Maddux Air Line, established in 1927 was the California terminus for Trancontinental Air Transport (TAT) when it started New York to California operations in July 1929. For six months the Maddux and TAT airplanes carried a combination logo of their two companies until TAT bought out Maddux in November 1929. Lindbergh helped establish TAT but had nothing to do with the Maddux operation.

== Merging ==
On November 16, 1929 Transcontinental Air Transport (T-A-T), an airline offering transcontinental service with the use of trains and planes, bought Maddux Air Lines, resulting in TAT-Maddux Air Lines, with Jack Maddux as the western head. Charles Lindbergh, who worked more with TAT than with Maddux, stayed at the Maddux's home to negotiate the merger. Combined, this airline operated the largest fleet of Tri-motors at the time, including seven 5-AT's and several more 4-AT's, carrying 40,000 passengers in 1929. In 1930 TAT-Maddux merged with its former competitor Western Air Express to form Transcontinental & Western Air (T&WA), which later became TWA.

== Accidents ==
On April 21, 1929 a Maddux Air Lines Ford 5-AT-B Tri-motor was involved in a midair collision with a single-engine U.S. Army Boeing PW-9D pursuit biplane near San Diego. Shortly after taking off from San Diego, the airliner was flying at around 2,000 ft on its way to Imperial Valley, California, when the pilot of the biplane buzzed the airliner and, misjudging its speed, collided with it. The army pilot, Lieutenant Howard W. Keefer, tried to bail out of the wreckage, but his parachute got entangled, and both aircraft crashed near the Lexington Park subdivision of eastern San Diego on the side of a canyon. All five people aboard the Tri-Motor and the Army pilot, who was found “criminally negligent” for approaching the airliner, died in the crash. This was the first midair collision involving a U.S. airliner.

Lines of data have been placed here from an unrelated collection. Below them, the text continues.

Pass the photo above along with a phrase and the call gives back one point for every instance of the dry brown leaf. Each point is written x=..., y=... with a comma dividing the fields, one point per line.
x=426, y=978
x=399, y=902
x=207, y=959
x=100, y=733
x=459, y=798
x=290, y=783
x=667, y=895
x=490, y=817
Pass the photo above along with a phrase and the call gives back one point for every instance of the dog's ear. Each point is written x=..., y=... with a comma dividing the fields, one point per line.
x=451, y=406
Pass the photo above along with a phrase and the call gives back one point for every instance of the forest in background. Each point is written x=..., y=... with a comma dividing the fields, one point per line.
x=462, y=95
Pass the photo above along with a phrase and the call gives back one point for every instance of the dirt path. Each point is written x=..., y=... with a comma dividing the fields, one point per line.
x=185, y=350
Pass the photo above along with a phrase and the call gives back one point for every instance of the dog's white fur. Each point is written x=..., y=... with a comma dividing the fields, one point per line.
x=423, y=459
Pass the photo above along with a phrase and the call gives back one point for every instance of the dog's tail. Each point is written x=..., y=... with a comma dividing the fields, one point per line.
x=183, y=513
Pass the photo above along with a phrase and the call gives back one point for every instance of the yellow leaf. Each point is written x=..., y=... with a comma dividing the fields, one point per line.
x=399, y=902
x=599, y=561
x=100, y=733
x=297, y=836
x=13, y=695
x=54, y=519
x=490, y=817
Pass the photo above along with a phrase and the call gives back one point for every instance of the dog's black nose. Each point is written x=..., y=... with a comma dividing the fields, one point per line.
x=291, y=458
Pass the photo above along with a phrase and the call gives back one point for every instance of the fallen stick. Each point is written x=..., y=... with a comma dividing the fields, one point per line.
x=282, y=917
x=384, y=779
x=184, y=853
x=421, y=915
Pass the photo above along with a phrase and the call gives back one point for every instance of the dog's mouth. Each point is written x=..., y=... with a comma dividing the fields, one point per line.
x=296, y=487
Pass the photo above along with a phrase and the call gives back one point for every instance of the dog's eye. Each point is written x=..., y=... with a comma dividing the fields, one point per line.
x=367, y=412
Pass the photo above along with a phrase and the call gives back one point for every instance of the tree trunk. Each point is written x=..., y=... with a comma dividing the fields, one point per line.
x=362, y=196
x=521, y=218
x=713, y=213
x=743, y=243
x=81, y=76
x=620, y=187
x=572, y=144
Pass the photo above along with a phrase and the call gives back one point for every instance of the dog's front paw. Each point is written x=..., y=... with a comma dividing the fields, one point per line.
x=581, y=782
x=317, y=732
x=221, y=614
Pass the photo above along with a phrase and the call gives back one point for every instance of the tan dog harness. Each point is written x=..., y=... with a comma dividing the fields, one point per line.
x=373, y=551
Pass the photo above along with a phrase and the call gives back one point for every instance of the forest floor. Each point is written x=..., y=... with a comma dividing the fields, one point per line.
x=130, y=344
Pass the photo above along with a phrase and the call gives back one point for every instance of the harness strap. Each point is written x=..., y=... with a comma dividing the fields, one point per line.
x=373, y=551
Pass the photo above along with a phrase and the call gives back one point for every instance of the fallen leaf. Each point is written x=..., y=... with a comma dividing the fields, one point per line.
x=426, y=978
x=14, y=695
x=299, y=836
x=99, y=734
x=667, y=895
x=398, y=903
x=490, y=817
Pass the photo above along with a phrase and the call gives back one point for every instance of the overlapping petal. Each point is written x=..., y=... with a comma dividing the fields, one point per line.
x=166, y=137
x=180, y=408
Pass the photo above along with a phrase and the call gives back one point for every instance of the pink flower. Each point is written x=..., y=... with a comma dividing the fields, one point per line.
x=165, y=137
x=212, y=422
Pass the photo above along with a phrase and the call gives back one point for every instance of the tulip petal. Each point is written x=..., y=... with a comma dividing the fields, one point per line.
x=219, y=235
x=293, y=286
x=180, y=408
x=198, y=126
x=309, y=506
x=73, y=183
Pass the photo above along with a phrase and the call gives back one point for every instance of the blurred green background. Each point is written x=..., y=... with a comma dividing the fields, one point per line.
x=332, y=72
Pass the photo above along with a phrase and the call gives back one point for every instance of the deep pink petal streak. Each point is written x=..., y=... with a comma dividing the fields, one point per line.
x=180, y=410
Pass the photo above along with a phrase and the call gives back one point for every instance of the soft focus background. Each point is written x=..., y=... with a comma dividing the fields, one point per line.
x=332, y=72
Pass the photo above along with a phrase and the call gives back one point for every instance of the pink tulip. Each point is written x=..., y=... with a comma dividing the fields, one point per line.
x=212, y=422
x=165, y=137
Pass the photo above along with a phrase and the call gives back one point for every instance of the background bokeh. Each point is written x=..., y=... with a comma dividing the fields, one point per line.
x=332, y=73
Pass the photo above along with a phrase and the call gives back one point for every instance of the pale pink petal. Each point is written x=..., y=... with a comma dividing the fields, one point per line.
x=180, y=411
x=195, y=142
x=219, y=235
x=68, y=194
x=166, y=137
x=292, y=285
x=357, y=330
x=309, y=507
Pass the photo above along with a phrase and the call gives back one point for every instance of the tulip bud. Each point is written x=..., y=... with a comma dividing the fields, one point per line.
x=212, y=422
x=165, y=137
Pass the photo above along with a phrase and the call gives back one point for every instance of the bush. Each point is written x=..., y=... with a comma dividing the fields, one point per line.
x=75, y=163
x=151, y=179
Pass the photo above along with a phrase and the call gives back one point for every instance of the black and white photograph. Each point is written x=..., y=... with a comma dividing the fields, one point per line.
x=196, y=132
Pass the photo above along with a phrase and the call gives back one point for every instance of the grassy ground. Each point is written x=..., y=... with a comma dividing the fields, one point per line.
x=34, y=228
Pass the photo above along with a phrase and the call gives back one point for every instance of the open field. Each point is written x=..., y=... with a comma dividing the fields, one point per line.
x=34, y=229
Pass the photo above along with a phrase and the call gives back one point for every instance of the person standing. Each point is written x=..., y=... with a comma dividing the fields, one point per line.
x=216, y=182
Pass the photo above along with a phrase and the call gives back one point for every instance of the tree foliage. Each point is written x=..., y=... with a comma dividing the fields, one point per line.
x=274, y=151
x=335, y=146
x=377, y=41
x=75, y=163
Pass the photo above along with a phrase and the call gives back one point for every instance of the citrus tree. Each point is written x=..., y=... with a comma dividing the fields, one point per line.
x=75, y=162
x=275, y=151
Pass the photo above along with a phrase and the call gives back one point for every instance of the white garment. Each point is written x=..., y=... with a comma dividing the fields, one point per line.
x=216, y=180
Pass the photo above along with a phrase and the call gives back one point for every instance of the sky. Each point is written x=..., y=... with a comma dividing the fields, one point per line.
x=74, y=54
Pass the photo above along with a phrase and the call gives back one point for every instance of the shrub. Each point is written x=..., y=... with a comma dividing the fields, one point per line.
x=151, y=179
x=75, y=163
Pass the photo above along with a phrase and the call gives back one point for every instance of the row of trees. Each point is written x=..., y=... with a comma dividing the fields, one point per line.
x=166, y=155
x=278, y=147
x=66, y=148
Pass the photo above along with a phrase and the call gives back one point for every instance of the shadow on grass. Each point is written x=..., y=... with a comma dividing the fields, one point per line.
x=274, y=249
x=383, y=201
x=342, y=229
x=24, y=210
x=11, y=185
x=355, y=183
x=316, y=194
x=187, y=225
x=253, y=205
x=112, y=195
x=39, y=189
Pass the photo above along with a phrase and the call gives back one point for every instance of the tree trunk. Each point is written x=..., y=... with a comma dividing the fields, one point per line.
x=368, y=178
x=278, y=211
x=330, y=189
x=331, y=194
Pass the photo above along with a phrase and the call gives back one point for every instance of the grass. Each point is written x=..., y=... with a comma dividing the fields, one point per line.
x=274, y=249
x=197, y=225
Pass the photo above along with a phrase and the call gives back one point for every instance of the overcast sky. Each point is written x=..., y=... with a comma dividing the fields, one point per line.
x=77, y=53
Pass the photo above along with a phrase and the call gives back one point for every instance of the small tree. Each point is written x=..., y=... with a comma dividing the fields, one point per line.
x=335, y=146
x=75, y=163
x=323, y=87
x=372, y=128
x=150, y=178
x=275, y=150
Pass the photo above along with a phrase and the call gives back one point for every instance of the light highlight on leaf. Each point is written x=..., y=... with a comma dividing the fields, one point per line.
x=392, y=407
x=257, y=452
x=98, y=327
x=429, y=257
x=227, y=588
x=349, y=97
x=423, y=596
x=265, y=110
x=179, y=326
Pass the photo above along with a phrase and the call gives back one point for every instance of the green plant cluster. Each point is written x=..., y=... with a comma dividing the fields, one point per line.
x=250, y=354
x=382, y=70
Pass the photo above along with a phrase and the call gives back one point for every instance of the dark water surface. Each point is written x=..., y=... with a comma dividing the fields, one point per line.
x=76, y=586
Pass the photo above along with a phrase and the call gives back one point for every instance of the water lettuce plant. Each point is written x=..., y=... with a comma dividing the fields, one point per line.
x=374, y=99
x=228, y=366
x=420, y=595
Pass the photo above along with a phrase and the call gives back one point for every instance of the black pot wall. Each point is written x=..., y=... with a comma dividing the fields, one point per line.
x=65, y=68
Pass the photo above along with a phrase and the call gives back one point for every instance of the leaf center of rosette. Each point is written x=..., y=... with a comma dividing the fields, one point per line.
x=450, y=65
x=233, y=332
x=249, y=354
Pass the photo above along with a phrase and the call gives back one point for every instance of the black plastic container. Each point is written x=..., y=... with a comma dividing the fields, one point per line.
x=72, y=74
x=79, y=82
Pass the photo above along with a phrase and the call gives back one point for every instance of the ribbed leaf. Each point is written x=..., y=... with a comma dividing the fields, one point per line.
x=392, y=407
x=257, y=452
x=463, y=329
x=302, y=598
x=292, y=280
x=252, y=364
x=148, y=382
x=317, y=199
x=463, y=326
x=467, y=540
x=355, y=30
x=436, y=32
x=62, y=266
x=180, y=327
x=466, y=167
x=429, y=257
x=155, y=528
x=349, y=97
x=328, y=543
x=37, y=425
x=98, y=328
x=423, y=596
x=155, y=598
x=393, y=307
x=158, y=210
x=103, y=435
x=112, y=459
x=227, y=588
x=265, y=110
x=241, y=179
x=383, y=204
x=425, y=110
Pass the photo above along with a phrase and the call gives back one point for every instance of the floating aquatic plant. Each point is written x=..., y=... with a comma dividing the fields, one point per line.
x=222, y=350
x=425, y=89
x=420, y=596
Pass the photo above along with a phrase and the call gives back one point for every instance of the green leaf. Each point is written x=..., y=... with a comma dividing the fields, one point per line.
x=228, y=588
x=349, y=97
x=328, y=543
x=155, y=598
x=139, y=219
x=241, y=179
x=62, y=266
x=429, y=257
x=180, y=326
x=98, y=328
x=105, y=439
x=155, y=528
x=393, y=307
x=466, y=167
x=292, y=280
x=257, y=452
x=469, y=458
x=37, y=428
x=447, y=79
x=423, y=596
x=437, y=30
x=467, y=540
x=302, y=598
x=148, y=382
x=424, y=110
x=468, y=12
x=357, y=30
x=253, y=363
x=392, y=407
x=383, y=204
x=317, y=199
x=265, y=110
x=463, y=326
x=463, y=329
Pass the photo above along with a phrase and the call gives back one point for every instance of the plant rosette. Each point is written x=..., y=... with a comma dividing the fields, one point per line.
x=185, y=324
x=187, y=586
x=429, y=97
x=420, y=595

On January 19, 1930 TAT-Maddux Flight Number 7, a Ford 5-AT-C Tri-Motor crashed north of Oceanside, California. Flying from the races at Agua Caliente Racetrack, near Tijuana, Mexico to Los Angeles, the plane encountered rain, low clouds, fog, and possibly engine problems. The pilots were attempting to turn around and/or land when they misjudged the aircraft's height off the ground and the left wing struck the ground, slamming the aircraft into the ground, which subsequently caught fire. Both pilots and all 14 passengers aboard died in the crash. Charles Lindbergh, as chairman of TAT-Maddux's technical committee, was involved in the investigation and made an aerial inspection of the crash site after the disaster.